Iraq's Arabic-language al-Sumaria television network reported that the first attack was carried out by an assailant, who detonated his explosives-laden car at a security checkpoint in western Fallujah on Sunday evening.
The second attack was carried out shortly after the first when some explosive devices were detonated in a parked car in the central areas of Fallujah near another security checkpoint and a busy restaurant.
The report added that most of the victims were security officers.
Amaq news agency, which is affiliated to the Daesh Takfiri terrorist group, said in a statement that both attacks were carried out by the terror group.
Fallujah fell to Daesh in January 2014 and suffered major population loss but it was fully liberated by Iraq's army in June this year.
Meanwhile, another car bomb attack killed one person and injured at least five others east of the capital Baghdad.
Al-Sumaria also reported that security forces had discovered three explosives labs belonging to Daesh in the cities of Hit and Kabisa, both in Hit district, west of Anbar’s provincial capital, Ramadi.
"These laboratories were found by the citizens of Hit and Kabisa, who informed the security forces.
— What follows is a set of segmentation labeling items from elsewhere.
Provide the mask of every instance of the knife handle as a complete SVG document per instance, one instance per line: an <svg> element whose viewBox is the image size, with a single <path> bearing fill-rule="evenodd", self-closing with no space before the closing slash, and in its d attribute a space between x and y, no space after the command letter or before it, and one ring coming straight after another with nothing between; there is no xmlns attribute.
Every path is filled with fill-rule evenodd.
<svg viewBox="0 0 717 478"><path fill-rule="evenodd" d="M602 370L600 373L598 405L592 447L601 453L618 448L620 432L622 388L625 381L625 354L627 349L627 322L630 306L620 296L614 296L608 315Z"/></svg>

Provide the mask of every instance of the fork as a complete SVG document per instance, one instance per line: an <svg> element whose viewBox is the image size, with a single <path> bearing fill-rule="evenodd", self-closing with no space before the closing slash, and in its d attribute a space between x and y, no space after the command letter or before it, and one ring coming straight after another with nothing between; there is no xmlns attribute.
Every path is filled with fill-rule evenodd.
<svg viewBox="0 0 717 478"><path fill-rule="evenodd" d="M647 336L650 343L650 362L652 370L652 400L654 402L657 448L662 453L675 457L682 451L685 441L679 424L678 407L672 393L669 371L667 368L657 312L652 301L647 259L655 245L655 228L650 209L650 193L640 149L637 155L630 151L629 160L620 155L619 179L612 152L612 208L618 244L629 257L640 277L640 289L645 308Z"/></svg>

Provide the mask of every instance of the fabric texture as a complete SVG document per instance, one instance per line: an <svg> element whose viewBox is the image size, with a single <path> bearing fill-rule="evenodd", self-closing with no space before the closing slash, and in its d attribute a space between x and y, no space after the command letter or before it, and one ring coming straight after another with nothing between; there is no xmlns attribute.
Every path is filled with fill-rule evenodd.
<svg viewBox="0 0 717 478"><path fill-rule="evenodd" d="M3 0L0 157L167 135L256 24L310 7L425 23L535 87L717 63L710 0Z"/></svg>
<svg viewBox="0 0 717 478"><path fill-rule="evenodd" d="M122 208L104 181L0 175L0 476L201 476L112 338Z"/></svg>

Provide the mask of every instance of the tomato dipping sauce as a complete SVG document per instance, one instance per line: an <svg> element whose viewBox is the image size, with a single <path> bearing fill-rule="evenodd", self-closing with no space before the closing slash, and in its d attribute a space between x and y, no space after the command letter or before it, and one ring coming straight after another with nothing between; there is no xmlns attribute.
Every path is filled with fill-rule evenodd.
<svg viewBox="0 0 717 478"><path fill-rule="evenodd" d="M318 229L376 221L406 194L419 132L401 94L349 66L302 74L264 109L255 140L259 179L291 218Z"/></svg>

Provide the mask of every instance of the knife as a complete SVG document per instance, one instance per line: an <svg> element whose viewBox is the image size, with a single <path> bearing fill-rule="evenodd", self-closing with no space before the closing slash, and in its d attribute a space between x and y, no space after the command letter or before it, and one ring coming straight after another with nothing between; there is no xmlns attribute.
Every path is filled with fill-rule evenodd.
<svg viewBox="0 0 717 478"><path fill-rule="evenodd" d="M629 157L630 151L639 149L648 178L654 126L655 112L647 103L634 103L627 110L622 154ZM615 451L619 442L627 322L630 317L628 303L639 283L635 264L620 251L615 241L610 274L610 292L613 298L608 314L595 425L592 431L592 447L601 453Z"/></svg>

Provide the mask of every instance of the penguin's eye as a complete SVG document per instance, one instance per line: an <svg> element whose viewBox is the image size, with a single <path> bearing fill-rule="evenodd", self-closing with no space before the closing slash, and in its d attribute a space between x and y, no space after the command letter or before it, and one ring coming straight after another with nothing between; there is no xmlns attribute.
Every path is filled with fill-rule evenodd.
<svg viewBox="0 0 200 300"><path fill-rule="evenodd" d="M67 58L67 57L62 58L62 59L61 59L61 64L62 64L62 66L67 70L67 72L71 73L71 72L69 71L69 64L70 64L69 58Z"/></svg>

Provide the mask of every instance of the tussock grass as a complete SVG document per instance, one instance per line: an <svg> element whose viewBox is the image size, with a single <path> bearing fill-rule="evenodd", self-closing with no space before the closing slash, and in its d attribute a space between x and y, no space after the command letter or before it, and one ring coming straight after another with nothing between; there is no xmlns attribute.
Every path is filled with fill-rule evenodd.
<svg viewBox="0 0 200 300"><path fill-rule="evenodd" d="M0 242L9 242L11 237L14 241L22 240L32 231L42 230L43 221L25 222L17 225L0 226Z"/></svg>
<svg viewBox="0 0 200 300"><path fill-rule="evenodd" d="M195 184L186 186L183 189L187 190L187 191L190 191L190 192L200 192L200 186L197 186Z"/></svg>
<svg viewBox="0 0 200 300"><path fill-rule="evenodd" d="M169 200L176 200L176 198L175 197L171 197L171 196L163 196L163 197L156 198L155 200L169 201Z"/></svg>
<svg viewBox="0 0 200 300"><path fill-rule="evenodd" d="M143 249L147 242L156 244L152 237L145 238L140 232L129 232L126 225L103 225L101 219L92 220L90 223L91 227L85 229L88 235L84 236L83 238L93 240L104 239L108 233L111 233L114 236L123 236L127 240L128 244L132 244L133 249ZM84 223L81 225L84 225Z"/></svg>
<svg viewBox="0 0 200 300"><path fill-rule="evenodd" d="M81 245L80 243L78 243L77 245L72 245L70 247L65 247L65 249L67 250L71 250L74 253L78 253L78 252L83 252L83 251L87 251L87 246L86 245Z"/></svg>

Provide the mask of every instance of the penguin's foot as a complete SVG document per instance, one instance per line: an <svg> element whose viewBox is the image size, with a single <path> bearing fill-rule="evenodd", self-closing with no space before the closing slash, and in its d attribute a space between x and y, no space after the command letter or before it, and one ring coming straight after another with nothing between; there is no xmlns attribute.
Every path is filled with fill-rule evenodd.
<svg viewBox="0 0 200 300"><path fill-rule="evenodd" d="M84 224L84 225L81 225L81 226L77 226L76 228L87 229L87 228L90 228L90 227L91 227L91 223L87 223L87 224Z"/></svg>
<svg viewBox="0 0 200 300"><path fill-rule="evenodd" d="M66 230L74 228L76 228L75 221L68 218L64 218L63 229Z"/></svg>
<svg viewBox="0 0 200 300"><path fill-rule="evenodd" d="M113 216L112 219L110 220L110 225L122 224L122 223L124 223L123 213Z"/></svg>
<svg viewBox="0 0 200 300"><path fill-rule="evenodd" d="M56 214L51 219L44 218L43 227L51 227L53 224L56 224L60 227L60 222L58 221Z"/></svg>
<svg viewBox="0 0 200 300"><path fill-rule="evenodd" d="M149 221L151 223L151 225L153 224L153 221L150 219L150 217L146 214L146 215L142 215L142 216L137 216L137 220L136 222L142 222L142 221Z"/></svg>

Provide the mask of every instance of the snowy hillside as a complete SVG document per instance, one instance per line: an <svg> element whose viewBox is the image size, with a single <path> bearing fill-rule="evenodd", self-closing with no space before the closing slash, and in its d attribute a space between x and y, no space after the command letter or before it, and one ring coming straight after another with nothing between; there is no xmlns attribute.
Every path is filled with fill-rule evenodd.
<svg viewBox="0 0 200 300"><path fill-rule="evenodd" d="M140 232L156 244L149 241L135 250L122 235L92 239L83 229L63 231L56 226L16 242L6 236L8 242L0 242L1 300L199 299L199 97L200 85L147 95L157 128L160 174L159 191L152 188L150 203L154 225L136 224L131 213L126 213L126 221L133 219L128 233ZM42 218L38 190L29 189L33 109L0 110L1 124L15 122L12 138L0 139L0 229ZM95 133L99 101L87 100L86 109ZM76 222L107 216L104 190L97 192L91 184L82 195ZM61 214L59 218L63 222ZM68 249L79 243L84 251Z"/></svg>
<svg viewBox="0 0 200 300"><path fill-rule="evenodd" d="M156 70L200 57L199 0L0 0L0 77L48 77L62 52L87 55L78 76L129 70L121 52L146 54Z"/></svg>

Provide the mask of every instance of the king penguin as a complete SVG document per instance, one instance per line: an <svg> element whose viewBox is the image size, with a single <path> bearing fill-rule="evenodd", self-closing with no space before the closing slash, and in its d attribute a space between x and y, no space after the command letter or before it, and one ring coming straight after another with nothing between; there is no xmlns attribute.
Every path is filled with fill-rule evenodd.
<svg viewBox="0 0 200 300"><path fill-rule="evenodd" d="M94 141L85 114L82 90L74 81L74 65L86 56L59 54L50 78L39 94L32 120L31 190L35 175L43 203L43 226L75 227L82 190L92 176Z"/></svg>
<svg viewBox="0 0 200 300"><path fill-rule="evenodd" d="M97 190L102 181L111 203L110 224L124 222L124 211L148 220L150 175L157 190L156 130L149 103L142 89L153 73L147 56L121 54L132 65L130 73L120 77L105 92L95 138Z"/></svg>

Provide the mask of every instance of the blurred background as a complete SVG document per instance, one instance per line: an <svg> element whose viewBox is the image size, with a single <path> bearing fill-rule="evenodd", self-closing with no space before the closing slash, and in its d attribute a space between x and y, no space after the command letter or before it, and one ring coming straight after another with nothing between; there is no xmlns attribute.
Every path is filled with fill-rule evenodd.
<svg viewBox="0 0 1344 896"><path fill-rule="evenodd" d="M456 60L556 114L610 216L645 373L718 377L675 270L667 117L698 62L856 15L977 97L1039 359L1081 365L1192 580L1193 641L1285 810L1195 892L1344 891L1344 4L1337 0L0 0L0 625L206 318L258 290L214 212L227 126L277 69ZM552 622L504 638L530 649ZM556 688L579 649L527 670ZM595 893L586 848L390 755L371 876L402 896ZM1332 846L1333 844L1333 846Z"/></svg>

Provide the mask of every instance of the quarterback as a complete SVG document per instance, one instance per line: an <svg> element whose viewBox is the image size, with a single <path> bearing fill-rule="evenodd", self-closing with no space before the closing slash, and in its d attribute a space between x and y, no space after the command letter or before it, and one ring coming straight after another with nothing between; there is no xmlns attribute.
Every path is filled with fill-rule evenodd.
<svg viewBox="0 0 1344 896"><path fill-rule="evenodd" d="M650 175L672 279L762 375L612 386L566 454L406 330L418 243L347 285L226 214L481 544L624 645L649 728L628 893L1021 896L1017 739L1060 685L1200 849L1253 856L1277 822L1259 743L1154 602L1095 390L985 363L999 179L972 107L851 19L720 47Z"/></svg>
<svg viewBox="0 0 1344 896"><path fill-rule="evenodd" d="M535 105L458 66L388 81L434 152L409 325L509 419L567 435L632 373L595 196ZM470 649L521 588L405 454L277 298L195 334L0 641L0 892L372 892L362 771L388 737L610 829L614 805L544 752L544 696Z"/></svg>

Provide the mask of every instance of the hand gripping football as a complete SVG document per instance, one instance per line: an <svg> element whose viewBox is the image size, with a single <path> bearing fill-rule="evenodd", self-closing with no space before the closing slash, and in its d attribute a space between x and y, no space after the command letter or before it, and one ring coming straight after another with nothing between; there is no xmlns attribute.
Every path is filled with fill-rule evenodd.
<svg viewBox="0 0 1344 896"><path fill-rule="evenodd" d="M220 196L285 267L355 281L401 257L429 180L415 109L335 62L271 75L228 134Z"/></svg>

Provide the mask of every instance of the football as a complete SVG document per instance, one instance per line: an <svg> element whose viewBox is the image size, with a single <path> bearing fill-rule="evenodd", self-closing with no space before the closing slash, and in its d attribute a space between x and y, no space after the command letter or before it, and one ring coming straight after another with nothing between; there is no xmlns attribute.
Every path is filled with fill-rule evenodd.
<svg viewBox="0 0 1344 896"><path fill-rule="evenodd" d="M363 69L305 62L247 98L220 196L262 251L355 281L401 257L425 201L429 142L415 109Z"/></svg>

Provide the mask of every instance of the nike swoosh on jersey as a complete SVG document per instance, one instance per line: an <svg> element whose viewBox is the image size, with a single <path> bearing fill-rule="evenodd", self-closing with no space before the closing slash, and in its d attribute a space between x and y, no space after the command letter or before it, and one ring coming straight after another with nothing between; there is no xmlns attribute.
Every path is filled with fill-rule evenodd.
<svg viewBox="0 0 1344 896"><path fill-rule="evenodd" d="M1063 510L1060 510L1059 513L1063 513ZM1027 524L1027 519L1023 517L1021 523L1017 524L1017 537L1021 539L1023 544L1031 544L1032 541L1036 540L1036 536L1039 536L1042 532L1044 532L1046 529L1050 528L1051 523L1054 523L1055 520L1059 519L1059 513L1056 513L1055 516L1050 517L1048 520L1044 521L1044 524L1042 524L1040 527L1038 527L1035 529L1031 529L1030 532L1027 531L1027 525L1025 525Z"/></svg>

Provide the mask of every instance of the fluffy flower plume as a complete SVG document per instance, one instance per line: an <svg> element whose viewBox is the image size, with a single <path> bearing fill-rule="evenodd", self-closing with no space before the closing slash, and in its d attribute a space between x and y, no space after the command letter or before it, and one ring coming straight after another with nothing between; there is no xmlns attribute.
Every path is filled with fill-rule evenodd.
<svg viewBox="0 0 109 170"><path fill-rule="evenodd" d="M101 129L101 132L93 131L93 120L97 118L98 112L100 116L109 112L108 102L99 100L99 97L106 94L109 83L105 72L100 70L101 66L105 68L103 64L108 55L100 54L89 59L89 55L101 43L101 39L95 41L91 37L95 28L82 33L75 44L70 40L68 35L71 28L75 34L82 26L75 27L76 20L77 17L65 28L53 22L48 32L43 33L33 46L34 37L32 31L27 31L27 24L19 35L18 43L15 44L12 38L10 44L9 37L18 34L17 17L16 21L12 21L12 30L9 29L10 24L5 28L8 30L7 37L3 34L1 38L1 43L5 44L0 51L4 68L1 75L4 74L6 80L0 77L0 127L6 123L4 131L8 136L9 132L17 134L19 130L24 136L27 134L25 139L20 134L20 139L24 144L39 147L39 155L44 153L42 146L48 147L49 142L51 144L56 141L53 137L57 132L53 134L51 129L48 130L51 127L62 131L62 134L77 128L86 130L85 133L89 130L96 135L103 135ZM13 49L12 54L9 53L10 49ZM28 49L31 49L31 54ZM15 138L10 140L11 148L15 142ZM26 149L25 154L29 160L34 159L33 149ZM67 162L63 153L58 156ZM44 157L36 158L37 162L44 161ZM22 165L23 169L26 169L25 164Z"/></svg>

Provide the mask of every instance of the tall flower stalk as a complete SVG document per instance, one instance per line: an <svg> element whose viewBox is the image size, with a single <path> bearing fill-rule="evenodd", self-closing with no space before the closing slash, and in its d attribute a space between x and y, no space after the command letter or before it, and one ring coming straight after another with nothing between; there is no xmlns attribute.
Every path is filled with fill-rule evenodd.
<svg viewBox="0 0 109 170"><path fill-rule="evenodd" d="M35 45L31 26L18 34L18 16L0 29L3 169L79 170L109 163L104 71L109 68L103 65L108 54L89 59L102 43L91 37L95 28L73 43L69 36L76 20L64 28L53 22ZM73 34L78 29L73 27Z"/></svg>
Army’s engineering teams defused the explosive materials in these laboratories," a local source told al-Sumaria.
Iraqi army soldiers and their allied forces launched joint operations on October 17 to liberate Mosul, which is the last bastion of Daesh in the Arab country.
Iraqi forces advance has been slowed down due to the presence of hundreds of thousands of civilians, many of whom are prevented from leaving Mosul by Daesh.